Pour la seconde partie de la soirée, le metteur en scène franco-germanique mêle avec brio commedia dell’arte et tragédie, divisant la scène en deux espaces distincts : à cour, un décor noir et terreux duquel se détachent un grand escalier ainsi qu’un tombeau nettoyé par les trois jeunes femmes Naïade, Driade et Echo, devenues autant de servantes pour Ariane. Une Ariane qui devient ainsi sœur d’Electre, comme elle condamnée à la solitude et à la douleur. A jardin, des toiles peintes arborées ainsi qu’un gazon qui composent un décor tenant autant de Watteau que de Fragonard, notamment lorsque descend l’escarpolette des cintres, achevant de rappeler le tableau du même nom peint par le second. Pastoral et tendre, l’univers de Zerbinette contraste avec celui, obscur et triste, d’Ariane. Ce n’est que dans le tableau final, alors que les figures du prologue sont étendues sur la scène, que l’unification des deux mondes semble possible, tandis que paraissent sur le plateau… les dineurs du foyer, dont on réalise qu’ils sont les commanditaires de l’œuvre qui vient d’être jouée, et qui se font tirer le portrait devant les personnages figés. Une ultime mise en abyme qui met un point final à cette mise en scène remarquable.
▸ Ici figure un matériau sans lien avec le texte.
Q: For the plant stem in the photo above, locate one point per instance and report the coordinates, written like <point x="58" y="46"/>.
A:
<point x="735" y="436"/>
Remarquable également, la distribution, soignée jusque dans les plus petits rôles, tous tenus par des artistes d’exception, de cette luxueuse homogénéité digne des plus illustres maisons et qui fait les grandes soirées.
On commencera par citer le Majordome épatant de Volker Muthmann, comédien irrésistible qui multiplie les apparitions dans tout le théâtre, de la salle aux balcons, passant d’un espace à l’autre avec une célérité assez prodigieuse.
On découvre avec admiration la Zerbinette de Beate Ritter, membre du Volksoper de Vienne. A croquer dans sa robe rouge de bergère, la soprano allemande virevolte sur le plateau et éclate littéralement dans un « Grossmachtige Prinzessin » de haute école, délicat et sincère, virtuose et nuancé, couronné de magnifiques suraigus. Un nom à suivre, indubitablement.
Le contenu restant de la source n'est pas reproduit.